Published online Jun 22, 2017. doi: 10.5498/wjp.v7.i2.77
Peer-review started: November 10, 2016
First decision: January 14, 2017
Revised: February 8, 2017
Accepted: April 18, 2017
Article in press: April 20, 2017
Published online: June 22, 2017
Postpartum psychosis is a severe psychiatric condition which affects 1-2 of every 1000 mothers shortly after childbirth. Whilst there is convincing evidence that the condition is precipitated by a complex combination of biological and environmental factors, as yet the pathophysiological mechanisms remain extremely poorly defined. Here, I critically review approaches that have been, or are being, employed to identify and characterise such mechanisms; I also review a recent animal model approach, and describe a novel biological risk model that it suggests. Clarification of biological risk mechanisms underlying disorder risk should permit the identification of relevant predictive biomarkers which will ensure that “at risk” subjects receive prompt clinical intervention if required.

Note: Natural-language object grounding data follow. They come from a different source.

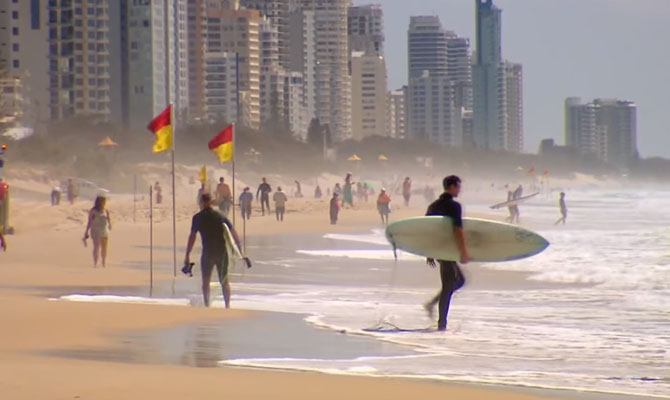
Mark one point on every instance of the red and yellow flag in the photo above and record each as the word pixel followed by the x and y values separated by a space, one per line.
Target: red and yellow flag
pixel 161 126
pixel 222 144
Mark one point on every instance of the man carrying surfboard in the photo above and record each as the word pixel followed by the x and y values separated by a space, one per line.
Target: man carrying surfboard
pixel 450 273
pixel 210 224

Core tip: Postpartum psychosis is a severe psychiatric condition affecting a small proportion of women shortly after childbirth. The pathophysiological mechanisms underlying risk for the condition are extremely poorly-defined, but may include perturbed immune function, altered tryptophan metabolism and serotonergic dysfunction. Here, I critically review evidence underlying these assumptions, and discuss a novel model for postpartum psychosis risk, involving maternal deficiency for the enzyme steroid sulfatase, and overexpression of the CCN gene family, based upon emerging data from a recently-developed mouse animal model. Identifying and characterising predictive biomarkers for postpartum psychosis risk will help to ensure prompt clinical intervention if required.